Nasza Loteria SR - pasek na kartach artykułów

Nocne wędkowanie w Suchedniowie. Złowili wielkiego karpia

BOL
Mateusz Bolechowski
Wędkarstwo to jedno z najbardziej popularnych hobby na świecie. Również u nas nie brakuje amatorów tego sportu. Każdy znajdzie tu coś dla siebie. Lubiący współzawodnictwo biorą udział w cyklicznych zawodach, łowcy drapieżników spiningują, ryb szlachetnych - łowią na sztuczne muchy.
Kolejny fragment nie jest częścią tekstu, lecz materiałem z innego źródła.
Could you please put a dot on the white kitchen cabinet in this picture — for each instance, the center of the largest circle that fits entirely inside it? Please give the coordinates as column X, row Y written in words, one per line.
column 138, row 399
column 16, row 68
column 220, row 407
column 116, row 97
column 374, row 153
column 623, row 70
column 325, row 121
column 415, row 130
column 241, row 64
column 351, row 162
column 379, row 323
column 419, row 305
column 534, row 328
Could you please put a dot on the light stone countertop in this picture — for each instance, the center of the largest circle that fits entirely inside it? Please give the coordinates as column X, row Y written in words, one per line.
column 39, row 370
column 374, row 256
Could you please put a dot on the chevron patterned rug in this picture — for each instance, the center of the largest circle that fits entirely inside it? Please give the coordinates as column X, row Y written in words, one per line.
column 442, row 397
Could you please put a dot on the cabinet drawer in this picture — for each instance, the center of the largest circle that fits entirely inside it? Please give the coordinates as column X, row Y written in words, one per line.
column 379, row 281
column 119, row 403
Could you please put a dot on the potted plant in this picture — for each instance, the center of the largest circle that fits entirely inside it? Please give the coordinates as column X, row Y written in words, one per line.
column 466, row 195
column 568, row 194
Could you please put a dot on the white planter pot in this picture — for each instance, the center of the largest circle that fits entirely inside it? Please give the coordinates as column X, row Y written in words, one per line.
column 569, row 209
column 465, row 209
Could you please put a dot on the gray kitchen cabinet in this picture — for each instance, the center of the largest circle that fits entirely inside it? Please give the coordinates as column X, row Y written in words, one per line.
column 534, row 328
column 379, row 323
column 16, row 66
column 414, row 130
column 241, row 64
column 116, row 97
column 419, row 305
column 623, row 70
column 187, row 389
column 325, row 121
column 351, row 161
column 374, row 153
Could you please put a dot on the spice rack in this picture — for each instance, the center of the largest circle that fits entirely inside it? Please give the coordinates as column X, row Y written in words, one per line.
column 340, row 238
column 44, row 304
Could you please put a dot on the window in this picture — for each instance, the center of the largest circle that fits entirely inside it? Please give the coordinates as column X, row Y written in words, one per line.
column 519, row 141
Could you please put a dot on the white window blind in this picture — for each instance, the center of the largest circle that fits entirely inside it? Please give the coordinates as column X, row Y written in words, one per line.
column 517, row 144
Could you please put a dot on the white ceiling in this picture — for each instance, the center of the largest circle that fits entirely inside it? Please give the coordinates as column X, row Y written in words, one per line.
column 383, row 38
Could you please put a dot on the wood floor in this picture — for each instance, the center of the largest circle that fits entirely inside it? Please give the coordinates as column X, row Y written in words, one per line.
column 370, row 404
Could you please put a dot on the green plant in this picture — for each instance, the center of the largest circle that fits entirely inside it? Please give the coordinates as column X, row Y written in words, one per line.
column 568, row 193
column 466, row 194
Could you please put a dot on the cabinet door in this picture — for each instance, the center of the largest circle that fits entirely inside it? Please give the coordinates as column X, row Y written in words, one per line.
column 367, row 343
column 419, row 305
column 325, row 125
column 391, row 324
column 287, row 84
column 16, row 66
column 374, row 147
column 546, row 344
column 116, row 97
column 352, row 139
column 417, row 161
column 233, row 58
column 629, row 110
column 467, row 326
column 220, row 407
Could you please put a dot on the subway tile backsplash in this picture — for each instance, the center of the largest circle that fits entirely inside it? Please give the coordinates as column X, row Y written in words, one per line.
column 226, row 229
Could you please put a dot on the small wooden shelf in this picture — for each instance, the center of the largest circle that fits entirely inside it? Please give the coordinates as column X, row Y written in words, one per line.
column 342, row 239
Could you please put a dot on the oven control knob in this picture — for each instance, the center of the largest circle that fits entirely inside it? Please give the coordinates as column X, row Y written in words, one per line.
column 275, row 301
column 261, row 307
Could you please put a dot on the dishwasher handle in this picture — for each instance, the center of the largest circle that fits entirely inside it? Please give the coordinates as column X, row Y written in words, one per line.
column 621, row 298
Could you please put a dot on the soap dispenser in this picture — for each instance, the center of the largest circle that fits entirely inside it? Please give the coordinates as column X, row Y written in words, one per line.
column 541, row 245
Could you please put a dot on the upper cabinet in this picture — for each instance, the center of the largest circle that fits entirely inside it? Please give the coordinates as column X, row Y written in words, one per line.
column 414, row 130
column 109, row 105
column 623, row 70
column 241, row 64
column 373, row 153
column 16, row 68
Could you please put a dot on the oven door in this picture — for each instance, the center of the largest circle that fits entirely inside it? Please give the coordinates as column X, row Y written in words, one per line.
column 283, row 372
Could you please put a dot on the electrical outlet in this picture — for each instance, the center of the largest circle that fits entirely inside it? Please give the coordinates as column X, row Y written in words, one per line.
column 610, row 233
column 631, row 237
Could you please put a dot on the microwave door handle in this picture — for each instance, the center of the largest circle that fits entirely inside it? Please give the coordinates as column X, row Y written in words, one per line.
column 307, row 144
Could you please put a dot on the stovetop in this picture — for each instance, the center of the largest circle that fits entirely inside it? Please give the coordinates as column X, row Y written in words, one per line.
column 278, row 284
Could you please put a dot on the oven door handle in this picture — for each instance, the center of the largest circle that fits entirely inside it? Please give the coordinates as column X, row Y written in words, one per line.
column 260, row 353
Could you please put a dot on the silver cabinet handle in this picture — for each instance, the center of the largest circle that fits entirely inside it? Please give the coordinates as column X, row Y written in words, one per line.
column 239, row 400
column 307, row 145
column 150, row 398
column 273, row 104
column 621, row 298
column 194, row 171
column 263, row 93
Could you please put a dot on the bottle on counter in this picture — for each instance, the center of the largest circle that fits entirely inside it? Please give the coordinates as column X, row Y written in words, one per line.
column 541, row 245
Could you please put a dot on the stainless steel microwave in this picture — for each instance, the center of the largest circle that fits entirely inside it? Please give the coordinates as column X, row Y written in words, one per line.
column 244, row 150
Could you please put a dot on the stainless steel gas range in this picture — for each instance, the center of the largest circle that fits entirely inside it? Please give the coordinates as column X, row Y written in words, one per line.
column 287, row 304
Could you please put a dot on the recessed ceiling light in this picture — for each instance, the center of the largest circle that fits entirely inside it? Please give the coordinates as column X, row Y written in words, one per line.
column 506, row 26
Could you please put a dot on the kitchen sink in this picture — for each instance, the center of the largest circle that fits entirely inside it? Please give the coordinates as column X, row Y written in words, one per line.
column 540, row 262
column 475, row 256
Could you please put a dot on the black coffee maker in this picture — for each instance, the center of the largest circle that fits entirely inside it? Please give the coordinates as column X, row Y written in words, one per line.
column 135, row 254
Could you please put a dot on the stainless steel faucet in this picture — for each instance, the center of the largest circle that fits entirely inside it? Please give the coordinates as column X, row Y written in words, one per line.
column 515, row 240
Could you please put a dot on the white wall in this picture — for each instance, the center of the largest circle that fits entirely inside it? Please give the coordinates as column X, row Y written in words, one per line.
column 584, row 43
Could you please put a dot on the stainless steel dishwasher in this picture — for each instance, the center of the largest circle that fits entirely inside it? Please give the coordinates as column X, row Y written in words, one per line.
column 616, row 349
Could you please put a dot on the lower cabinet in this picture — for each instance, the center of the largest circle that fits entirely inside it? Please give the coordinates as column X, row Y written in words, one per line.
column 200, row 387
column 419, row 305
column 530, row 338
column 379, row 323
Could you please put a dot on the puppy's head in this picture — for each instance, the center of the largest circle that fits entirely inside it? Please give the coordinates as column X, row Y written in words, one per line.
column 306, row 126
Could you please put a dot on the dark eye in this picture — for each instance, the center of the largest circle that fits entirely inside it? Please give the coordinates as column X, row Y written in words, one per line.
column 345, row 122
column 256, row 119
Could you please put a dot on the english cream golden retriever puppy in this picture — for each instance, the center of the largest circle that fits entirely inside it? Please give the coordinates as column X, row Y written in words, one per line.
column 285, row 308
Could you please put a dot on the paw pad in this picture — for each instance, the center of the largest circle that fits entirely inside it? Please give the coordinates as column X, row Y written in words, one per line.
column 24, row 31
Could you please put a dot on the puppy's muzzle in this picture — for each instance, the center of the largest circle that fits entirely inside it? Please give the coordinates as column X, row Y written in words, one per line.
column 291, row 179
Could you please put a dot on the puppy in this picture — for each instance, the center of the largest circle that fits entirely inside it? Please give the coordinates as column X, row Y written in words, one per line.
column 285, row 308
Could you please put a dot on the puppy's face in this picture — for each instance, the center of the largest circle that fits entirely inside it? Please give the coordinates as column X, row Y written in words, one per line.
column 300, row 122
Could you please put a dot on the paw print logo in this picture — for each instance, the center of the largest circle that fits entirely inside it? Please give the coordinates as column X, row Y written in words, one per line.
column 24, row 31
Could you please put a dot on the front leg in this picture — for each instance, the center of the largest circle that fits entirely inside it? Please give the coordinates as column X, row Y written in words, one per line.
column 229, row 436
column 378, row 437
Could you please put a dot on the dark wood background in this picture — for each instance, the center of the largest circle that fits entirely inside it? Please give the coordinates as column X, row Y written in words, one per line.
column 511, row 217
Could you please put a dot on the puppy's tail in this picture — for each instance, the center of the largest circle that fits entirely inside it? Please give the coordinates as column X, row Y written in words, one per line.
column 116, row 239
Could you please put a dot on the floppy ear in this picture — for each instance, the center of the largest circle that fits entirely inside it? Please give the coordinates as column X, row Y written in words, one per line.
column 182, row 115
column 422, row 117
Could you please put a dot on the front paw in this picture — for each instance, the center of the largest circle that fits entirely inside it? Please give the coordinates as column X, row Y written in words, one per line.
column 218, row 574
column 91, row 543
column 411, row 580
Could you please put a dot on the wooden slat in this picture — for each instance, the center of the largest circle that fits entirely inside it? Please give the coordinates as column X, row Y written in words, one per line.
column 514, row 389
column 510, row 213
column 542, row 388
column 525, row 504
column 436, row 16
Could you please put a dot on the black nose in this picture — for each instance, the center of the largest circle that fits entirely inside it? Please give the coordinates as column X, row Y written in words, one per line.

Jedną z ulubionych metod naszych amatorów wędkowania jest gruntowa. Zasiadki nad wodą mają swój urok, szczególnie te nocne. W dodatku są bardzo skutecznym sposobem połowu ryb, które po zapadnięciu zmroku stają się mniej ostrożne, niż w dzień. W sobotę nad zalewem w Suchedniowie odbyły się doroczne zawody nocne, zorganizowane przez miejscowe koło Polskiego Związku Wędkarskiego. Wzięło w nich udział ponad 20 osób.

Na żywej rybie
Kapitan sportowy Tadeusz Przygoda wyjaśnił zasady imprezy - wolno było łowić na dwie wędki, zawody przeprowadzono “na żywej rybie”, to znaczy, że wszystkie ryby po zważeniu miały zostać uwolnione. W sobotę wieczorem po losowaniu stanowisk ,zawodnicy zaczęli łowić. Mieli na to czas przez całą noc, do siódmej rano w niedzielę. Najwięcej osób wędkowało metodą drgającej szczytówki, na feedery. To specjalne wędki z superczułymi szczytówkami, wskazującymi każde branie. Do zanęcania płoci, karpi i leszczy służy specjalny koszyczek, który wypełnia się smakołykami. Wielu wędkarzy używało elektronicznych sygnalizatorów. Przez te urządzenia przechodzi żyłka. Każde jej poruszenie powoduje dźwiękowy alarm. Nieliczni stosowali starą, “wiślaną” metodę - ze stojącą na sztorc wędką i dołączonym na czubku dzwoneczkiem. Gdy ryba bierze i targa szczytówką, dzwonek się odzywa. Niemal wszyscy używali chemicznych świetlików, montowanych do wędek lub podwieszanych na żyłce.

Brały od początku
W ostatni weekend ryby brały dobrze. Jeszcze zanim zapadł zmrok, w siatkach lądowały pierwsze, dorodne płocie, niewielkie leszcze. Gdy zrobiło się ciemno, na żer wyruszyły drapieżniki - na rosówki brały niewielkie sumy i węgorze. W międzyczasie organizatorzy częstowali uczestników pieczonymi kiełbaskami. W zawodach brało udział kilkoro dzieci pod opieką rodziców czy dziadków. Klasę pokazał 13 - letni Paweł Kutwin, który wygrałby w cuglach ogólną klasyfikację. Szczęście dopisało jednak Jackowi Działakowi, który złowił prawdziwy okaz - medalowego karpia ważącego 10,9 kilograma! Piękny lustrzeń skapitulował po emocjonującej walce. Oto wyniki najlepszych zawodników (każdy punkt odpowiada gramowi złowionych ryb): 1.Jacek Działak - 13013 pkt., 2. Paweł Kutwin - 8976 pkt., 3. Rafał Kutwin - 2357 pkt., 4. Janusz Andre - 2111 pkt., 5. Paweł Kowalik - 1693 pkt., 6. Rafał Kowalik - 1003 pkt., 7. Radosław Rębak - 401 pkt. Zwycięzcy otrzymali nagrody i dyplomy, ryby bezpiecznie wróciły do suchedniowskiego zalewu.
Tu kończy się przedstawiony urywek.